Convert unstructured CSV with filename rows-CodePudding

I'm working with a system that outputs non-standard CSV files. Row 1 always contains the filename, followed by an attribute for the table in row 2 (which sometimes include a comma), table headers in row 3, and then a varying number of data rows. After the data rows, there are always two blank lines and the pattern repeats (the headers are always the same within a file). Here is a small example:

Example Report
Geography:Boston, MA
Time,Product,Unit Sales
Week Ending 03-06-22,ITEM DESCRIPTION A,275
Week Ending 03-13-22,ITEM DESCRIPTION A,297
Week Ending 03-20-22,ITEM DESCRIPTION A,261


Example Report
Geography:New York, NY
Time,Product,Unit Sales
Week Ending 03-06-22,ITEM DESCRIPTION A,393
Week Ending 03-13-22,ITEM DESCRIPTION A,477
Week Ending 03-20-22,ITEM DESCRIPTION A,412


Example Report
Geography:Philadelphia, PA
Time,Product,Unit Sales
Week Ending 03-06-22,ITEM DESCRIPTION A,195
Week Ending 03-13-22,ITEM DESCRIPTION A,233
Week Ending 03-20-22,ITEM DESCRIPTION A,198

Ultimately, I want to discard the filename & extra header rows and output a standard CSV with the attribute as the first column. This is what the example above should look like:

Geography,Time,Product,Unit Sales
"Boston, MA",Week Ending 03-06-22,ITEM DESCRIPTION A,275
"Boston, MA",Week Ending 03-13-22,ITEM DESCRIPTION A,297
"Boston, MA",Week Ending 03-20-22,ITEM DESCRIPTION A,261
"New York, NY",Week Ending 03-06-22,ITEM DESCRIPTION A,393
"New York, NY",Week Ending 03-13-22,ITEM DESCRIPTION A,477
"New York, NY",Week Ending 03-20-22,ITEM DESCRIPTION A,412
"Philadelphia, PA",Week Ending 03-06-22,ITEM DESCRIPTION A,195
"Philadelphia, PA",Week Ending 03-13-22,ITEM DESCRIPTION A,233
"Philadelphia, PA",Week Ending 03-20-22,ITEM DESCRIPTION A,198

I'm used to manipulating standard CSV files in python, but this one is stumping me with the unstructured data mixed in.

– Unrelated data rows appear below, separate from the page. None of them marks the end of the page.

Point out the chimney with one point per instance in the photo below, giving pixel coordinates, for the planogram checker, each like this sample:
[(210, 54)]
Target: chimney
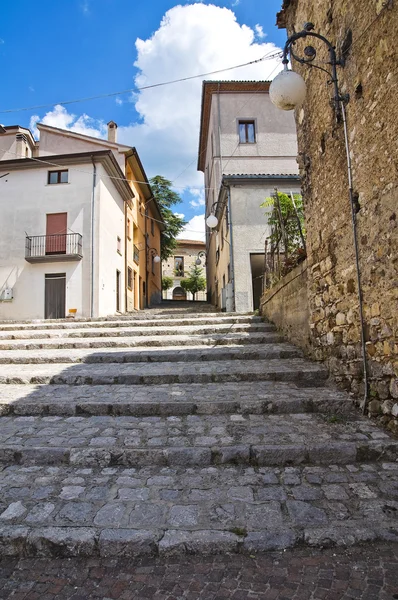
[(112, 134)]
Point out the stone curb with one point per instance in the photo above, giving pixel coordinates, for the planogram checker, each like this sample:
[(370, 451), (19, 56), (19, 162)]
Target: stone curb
[(170, 408), (138, 355), (245, 454), (66, 542), (140, 332)]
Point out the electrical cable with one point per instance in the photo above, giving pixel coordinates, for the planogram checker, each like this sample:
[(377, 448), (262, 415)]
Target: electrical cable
[(145, 87)]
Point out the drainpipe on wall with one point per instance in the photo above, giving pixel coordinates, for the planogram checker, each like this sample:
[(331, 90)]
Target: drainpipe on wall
[(231, 246), (125, 257), (92, 236), (146, 258)]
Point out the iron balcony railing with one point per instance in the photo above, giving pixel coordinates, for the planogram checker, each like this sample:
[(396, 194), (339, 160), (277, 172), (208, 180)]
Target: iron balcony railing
[(60, 246)]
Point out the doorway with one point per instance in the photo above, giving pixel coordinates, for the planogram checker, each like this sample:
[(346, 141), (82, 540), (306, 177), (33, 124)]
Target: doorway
[(257, 269), (56, 228), (54, 296), (118, 282)]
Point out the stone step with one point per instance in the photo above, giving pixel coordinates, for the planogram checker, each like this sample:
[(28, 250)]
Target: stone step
[(182, 320), (267, 397), (143, 354), (221, 339), (193, 440), (137, 331), (111, 512), (294, 369)]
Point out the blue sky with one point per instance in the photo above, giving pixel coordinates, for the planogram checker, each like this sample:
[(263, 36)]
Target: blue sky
[(56, 51)]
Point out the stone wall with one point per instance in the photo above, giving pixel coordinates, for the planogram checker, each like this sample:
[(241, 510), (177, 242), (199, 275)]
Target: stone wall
[(286, 305), (364, 34)]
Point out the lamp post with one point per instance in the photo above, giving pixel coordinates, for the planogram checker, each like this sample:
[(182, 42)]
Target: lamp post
[(288, 91), (201, 254)]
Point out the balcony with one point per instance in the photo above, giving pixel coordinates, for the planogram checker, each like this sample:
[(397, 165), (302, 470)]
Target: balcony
[(53, 248)]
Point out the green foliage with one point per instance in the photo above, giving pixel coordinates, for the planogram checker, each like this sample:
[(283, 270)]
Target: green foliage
[(167, 283), (166, 197), (286, 233), (195, 282)]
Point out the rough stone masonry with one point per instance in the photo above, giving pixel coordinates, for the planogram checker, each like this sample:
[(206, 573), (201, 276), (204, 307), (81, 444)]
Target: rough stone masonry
[(364, 34)]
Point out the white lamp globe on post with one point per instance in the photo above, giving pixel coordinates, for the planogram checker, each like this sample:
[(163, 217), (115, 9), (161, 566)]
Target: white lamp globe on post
[(212, 221), (287, 90)]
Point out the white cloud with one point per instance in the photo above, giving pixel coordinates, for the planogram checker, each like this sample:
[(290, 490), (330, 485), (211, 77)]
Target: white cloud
[(259, 32), (191, 39), (59, 117), (194, 229), (199, 197), (85, 7)]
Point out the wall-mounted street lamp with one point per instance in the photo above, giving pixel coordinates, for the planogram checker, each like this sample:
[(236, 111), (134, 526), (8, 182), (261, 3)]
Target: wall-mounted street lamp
[(154, 253), (201, 254), (212, 220), (287, 91)]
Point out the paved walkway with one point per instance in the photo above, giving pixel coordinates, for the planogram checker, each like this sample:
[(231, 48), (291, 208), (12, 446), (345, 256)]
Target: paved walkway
[(360, 573), (188, 442)]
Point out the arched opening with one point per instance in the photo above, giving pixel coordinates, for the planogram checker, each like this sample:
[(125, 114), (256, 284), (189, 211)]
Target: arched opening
[(179, 293)]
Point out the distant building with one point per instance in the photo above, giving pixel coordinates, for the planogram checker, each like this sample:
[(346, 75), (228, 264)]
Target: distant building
[(179, 265), (65, 206), (247, 148)]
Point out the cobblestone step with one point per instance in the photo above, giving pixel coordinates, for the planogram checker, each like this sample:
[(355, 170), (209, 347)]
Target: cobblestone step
[(132, 321), (193, 440), (111, 512), (159, 341), (141, 354), (294, 369), (267, 397), (137, 331)]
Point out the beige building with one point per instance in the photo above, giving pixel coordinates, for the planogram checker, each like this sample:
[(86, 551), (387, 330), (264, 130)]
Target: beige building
[(70, 220), (246, 149), (178, 266)]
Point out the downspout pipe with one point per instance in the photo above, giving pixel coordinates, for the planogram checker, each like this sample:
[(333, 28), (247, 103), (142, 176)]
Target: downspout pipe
[(146, 257), (93, 237), (358, 270), (231, 245)]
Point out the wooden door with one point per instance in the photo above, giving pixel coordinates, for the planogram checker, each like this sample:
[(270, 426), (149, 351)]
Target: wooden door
[(56, 229), (54, 296)]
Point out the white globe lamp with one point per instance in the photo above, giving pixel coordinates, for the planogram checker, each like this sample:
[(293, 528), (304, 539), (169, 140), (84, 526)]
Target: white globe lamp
[(212, 221), (287, 90)]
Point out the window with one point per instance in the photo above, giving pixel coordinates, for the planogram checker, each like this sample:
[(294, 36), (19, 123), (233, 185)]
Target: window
[(179, 266), (247, 132), (57, 177)]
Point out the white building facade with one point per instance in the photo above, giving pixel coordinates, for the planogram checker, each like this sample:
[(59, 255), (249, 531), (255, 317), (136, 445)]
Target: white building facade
[(62, 227), (178, 266), (247, 148)]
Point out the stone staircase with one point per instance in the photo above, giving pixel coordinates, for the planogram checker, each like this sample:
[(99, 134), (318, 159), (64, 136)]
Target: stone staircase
[(172, 432)]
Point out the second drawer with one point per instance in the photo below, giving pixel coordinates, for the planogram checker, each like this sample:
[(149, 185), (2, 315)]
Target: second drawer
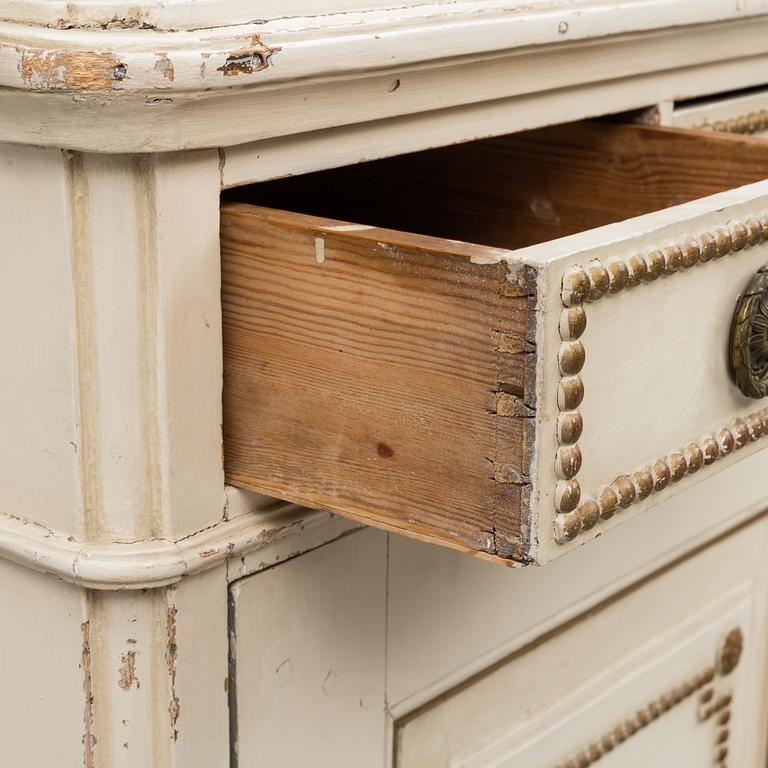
[(506, 347)]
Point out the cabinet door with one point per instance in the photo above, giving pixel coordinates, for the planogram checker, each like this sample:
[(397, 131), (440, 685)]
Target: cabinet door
[(669, 674), (309, 638)]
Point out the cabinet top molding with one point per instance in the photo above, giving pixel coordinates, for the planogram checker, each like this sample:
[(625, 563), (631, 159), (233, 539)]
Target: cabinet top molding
[(118, 77)]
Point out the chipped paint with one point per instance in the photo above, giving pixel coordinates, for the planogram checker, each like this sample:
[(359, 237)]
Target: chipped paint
[(171, 654), (70, 70), (89, 740), (135, 17), (246, 61), (164, 66), (128, 672)]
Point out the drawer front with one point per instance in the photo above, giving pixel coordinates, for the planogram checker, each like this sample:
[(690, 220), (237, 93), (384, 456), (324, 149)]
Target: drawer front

CodePudding user response：

working solution that iterates over such CSV:

def read_strange_csv(filename):
    header_used = False
    with open(filename) as f:
        while True:
            line_filename = next(f).rstrip()
            line_attribute = next(f).rstrip()
            geography = line_attribute.split(':')[1]
            line_header = next(f).rstrip()
            if not header_used:
                yield f'Geography,{line_header}'
                header_used = True

            for line in f:
                line = line.rstrip()
                if not line:
                    break
                yield f'"{geography}",{line}'

            try:
                next(f)  # empty line
            except StopIteration:
                return


for row in read_strange_csv('example.csv'):
    print(row)

it prints out below line which you can save directly to a file if you need:

Geography,Time,Product,Unit Sales
"Boston, MA",Week Ending 03-06-22,ITEM DESCRIPTION A,275
"Boston, MA",Week Ending 03-13-22,ITEM DESCRIPTION A,297
"Boston, MA",Week Ending 03-20-22,ITEM DESCRIPTION A,261
"New York, NY",Week Ending 03-06-22,ITEM DESCRIPTION A,393
"New York, NY",Week Ending 03-13-22,ITEM DESCRIPTION A,477
"New York, NY",Week Ending 03-20-22,ITEM DESCRIPTION A,412
"Philadelphia, PA",Week Ending 03-06-22,ITEM DESCRIPTION A,195
"Philadelphia, PA",Week Ending 03-13-22,ITEM DESCRIPTION A,233
"Philadelphia, PA",Week Ending 03-20-22,ITEM DESCRIPTION A,198

CodePudding user response：

the pandas.read_csv has a parameter skip_blank_lines=True by default. For the other things, I'll process them in pandas.

df1 = pd.read_csv('filename', skiprows=2, skipfooter=16)
df1[Geography']='Boston'

df2 = pd.read_csv('filename', skiprows=9, skipfooter=8)
df2[Geography']='Boston'

df3 = pd.read_csv('filename', skiprows=2, skipfooter=1) #adjust those, they might have errors
df3[Geography']='Boston'

df=pd.concat(df1,df2,df3)

I know it's hard to do this on multiple data, but that's the best solution that I can think. Good Luck with solving your problem!